そして東塔、西塔である。東塔は薬師寺で唯一奈良時代から残る建物である。とはいえ、これまでの歴史で何度も修理が行われており、私が前回、西国四十九薬師めぐりの発願として訪ねたのは2019年のこと。この時は塔を解体して全面的に修理をするため、塔そのものがすっぽり覆われていた。工事は2020年に完了したが、コロナ禍の影響で落慶法要が行われたのは2023年4月になってのことである。

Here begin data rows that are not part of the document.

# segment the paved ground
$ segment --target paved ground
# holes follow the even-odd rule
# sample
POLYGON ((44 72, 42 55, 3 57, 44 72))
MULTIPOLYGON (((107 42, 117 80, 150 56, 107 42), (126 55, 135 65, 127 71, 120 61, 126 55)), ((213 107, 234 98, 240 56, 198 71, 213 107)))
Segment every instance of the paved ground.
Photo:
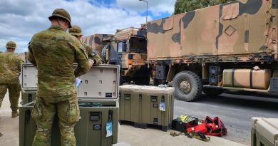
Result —
MULTIPOLYGON (((177 108, 175 111, 180 110, 179 101, 175 102, 177 108)), ((189 103, 186 103, 188 105, 189 103)), ((195 103, 191 103, 192 105, 195 103)), ((183 107, 182 111, 186 111, 183 107)), ((0 145, 16 146, 19 145, 19 118, 11 118, 11 110, 9 109, 9 98, 7 95, 4 98, 2 107, 0 109, 0 132, 4 134, 0 137, 0 145)), ((179 115, 179 113, 175 113, 179 115)), ((162 132, 159 129, 148 128, 139 129, 135 128, 132 125, 122 125, 119 127, 118 144, 120 146, 160 146, 160 145, 232 145, 243 146, 244 145, 232 142, 218 137, 211 137, 210 142, 202 142, 196 139, 190 139, 180 135, 178 137, 172 137, 170 135, 170 131, 162 132)))
POLYGON ((215 98, 202 95, 195 103, 175 100, 174 117, 182 114, 201 118, 207 115, 219 116, 228 131, 224 138, 250 145, 251 118, 278 118, 278 95, 240 93, 242 95, 222 94, 215 98))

東塔、西塔とも内部が公開されており、釈迦八相を描いた彫刻作品が納められている。西塔は1981年の再建で、東塔と西塔を並べて眺めると、何かこう、時の移り変わりを感じることができる。上手く言えないが、仏教の教えの一つを体現しているかのような・・。

朱印をいただく。

この後は北境内地に向かい、玄奘三蔵院伽藍へ。こちらは1991年に建てられたものだ。玄奘三蔵の坐像と、遺骨の一部が祀られている。「不東」という額は、天竺に着くまでは一歩も東(唐)には戻らないという意志を表しているそうだ。これにちなみ、伽藍の後ろには平山郁夫の「大唐西域壁画」が保存されており、訪ねた時はちょうど公開期間中だった。壁画のスケールは実に圧巻で、現地を訪ねてみたいと思わせるものだった。

こうして、薬師寺の数々の建物を回ったが、薬師寺が現在あるのは伽藍復興に力を注いだ高田好胤による。戦後、薬師寺は老朽化で荒れていたが、管主に就任した好胤が再建を志し、写経の勧進を広めて全国の篤志から費用が集められた。金堂、西塔を再建し、大伽藍の復興に道筋をつけたところで亡くなったが、その遺志は受け継がれ、東塔の解体修理も落慶した。

これで薬師寺の参詣を終え、與楽門の前の道を直進して唐招提寺に向かう・・・。